[Linux-kernel-mentees] [PATCH] cred: Use RCU primitives to access RCU pointers

Joel Fernandes joel at joelfernandes.org
Thu Feb 6 01:32:51 UTC 2020


On Wed, Jan 29, 2020 at 03:14:56PM +0100, Jann Horn wrote:
> On Wed, Jan 29, 2020 at 7:57 AM Amol Grover <frextrite at gmail.com> wrote:
> > On Tue, Jan 28, 2020 at 08:09:17PM +0100, Jann Horn wrote:
> > > On Tue, Jan 28, 2020 at 6:04 PM Amol Grover <frextrite at gmail.com> wrote:
> > > > On Tue, Jan 28, 2020 at 10:30:19AM +0100, Jann Horn wrote:
> > > > > On Tue, Jan 28, 2020 at 8:28 AM Amol Grover <frextrite at gmail.com> wrote:
> > > > > > task_struct.cred and task_struct.real_cred are annotated by __rcu,
> > > > >
> > > > > task_struct.cred doesn't actually have RCU semantics though, see
> > > > > commit d7852fbd0f0423937fa287a598bfde188bb68c22. For task_struct.cred,
> > > > > it would probably be more correct to remove the __rcu annotation?
> > > >
> > > > Hi Jann,
> > > >
> > > > I went through the commit you mentioned. If I understand it correctly,
> > > > ->cred was not being accessed concurrently (via RCU), hence, a non_rcu
> > > > flag was introduced, which determined if the clean-up should wait for
> > > > RCU grace-periods or not. And since, the changes were 'thread local'
> > > > there was no need to wait for an entire RCU GP to elapse.
> > >
> > > Yeah.
> > >
> > > > The commit too, as you said, mentions the removal of __rcu annotation.
> > > > However, simply removing the annotation won't work, as there are quite a
> > > > few instances where RCU primitives are used. Even get_current_cred()
> > > > uses RCU APIs to get a reference to ->cred.
> > >
> > > Luckily, there aren't too many places that directly access ->cred,
> > > since luckily there are helper functions like get_current_cred() that
> > > will do it for you. Grepping through the kernel, I see:
> [...]
> > > So actually, the number of places that already don't use RCU accessors
> > > is much higher than the number of places that use them.
> > >
> > > > So, currently, maybe we
> > > > should continue to use RCU APIs and leave the __rcu annotation in?
> > > > (Until someone who takes it on himself to remove __rcu annotation and
> > > > fix all the instances). Does that sound good? Or do you want me to
> > > > remove __rcu annotation and get the process started?
> > >
> > > I don't think it's a good idea to add more uses of RCU APIs for
> > > ->cred; you shouldn't "fix" warnings by making the code more wrong.
> > >
> > > If you want to fix this, I think it would be relatively easy to fix
> > > this properly - as far as I can tell, there are only seven places that
> > > you'll have to change, although you may have to split it up into three
> > > patches.
> >
> > Thank you for the detailed analysis. I'll try my best and send you a
> > patch.

Amol, Jann, if I understand the discussion correctly, objects ->cred
point (the subjective creds) are never (or never need to be) RCU-managed.
This makes sense in light of the commit Jann pointed out
(d7852fbd0f0423937fa287a598bfde188bb68c22).

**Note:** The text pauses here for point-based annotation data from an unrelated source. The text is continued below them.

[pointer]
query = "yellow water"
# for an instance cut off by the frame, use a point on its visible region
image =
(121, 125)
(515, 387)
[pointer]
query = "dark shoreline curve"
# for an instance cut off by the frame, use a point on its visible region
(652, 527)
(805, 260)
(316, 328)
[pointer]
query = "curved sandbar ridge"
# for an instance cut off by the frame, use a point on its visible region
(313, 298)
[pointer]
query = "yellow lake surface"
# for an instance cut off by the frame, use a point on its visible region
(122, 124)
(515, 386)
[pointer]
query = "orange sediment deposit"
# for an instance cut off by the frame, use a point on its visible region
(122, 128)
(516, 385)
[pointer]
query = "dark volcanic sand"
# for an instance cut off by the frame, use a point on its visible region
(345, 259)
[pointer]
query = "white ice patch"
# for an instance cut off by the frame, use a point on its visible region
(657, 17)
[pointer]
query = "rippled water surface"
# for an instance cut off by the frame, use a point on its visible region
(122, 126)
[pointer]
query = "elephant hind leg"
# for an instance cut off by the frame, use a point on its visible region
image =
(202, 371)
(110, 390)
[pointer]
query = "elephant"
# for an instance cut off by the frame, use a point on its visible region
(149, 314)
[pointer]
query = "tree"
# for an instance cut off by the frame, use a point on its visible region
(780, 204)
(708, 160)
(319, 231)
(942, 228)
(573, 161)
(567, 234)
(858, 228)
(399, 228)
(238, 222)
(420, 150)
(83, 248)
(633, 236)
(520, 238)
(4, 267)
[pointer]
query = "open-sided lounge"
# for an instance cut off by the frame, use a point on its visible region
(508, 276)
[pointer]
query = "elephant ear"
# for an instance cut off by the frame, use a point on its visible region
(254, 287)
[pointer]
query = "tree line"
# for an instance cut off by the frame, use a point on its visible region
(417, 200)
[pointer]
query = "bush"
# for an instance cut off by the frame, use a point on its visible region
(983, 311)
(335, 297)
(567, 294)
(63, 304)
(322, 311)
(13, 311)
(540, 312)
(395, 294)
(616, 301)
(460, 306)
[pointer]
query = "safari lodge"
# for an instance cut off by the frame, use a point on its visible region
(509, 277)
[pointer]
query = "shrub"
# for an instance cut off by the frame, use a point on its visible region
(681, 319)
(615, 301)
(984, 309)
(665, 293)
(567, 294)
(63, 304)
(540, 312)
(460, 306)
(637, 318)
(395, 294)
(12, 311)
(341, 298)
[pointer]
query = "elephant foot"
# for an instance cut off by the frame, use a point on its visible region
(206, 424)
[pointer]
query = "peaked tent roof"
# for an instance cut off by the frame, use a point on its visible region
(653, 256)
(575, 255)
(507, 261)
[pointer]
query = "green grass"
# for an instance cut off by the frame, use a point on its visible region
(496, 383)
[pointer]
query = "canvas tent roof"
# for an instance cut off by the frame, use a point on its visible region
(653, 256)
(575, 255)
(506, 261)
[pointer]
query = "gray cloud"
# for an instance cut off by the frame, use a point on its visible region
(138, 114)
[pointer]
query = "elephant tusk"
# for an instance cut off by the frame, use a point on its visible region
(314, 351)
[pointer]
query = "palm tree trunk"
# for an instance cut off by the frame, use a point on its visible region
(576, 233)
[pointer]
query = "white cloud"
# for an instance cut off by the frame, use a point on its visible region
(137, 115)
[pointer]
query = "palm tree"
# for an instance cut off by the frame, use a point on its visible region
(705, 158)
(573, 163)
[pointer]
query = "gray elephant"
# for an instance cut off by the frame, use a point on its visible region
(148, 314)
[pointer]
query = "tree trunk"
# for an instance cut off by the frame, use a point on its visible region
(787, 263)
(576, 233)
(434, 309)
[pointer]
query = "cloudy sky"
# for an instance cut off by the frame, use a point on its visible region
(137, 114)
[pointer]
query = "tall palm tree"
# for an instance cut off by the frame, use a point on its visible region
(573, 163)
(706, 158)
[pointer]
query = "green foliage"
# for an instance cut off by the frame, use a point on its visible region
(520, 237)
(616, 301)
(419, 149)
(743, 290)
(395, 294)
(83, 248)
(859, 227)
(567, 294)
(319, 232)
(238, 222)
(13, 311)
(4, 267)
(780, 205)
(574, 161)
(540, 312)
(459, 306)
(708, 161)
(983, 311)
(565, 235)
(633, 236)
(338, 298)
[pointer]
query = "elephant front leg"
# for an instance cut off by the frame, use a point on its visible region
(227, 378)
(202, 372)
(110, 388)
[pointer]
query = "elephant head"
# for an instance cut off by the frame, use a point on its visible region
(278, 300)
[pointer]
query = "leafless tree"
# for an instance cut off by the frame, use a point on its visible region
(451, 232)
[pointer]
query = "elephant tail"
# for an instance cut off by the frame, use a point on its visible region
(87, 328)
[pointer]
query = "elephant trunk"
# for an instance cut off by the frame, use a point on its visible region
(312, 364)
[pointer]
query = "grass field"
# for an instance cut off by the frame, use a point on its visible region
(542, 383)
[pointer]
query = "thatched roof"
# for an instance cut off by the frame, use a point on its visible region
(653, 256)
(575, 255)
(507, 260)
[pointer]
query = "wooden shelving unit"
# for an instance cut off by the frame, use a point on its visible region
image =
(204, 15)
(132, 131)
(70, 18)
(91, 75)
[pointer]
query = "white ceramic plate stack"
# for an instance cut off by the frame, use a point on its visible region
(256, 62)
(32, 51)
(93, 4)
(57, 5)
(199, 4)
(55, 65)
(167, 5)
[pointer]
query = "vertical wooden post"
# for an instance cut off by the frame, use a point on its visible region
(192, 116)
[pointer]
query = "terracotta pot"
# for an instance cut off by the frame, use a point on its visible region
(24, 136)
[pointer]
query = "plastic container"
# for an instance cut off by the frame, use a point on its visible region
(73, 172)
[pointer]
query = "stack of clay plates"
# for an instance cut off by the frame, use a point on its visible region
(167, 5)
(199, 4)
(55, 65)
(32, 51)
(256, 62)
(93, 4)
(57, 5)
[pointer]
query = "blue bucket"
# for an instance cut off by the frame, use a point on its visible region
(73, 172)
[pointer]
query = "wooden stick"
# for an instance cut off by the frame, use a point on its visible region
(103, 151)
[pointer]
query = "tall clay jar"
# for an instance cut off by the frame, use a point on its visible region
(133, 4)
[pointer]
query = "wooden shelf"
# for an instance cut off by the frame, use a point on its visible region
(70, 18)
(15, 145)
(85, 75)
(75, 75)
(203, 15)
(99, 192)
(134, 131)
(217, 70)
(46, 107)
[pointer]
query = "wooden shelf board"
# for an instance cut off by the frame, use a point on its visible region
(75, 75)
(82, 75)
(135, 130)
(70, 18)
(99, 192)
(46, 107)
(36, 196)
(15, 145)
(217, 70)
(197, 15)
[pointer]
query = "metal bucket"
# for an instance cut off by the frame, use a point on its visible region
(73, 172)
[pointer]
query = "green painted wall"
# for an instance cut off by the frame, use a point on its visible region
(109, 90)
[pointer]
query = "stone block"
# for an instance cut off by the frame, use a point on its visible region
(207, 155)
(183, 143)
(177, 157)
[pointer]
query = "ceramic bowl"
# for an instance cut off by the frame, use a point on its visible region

How about the following diff as a starting point?

1. Remove all ->cred accessing happening through RCU primitive.
2. Remove __rcu from task_struct ->cred
3. Also I removed the whole non_rcu flag, and introduced a new put_cred_non_rcu() API
   which places that task-synchronously use ->cred can overwrite. Callers
   doing such accesses like access() can use this API instead.

I have only build tested the below diff and it is likely buggy but Amol you
can use it as a starting point, or we can discuss more on this thread.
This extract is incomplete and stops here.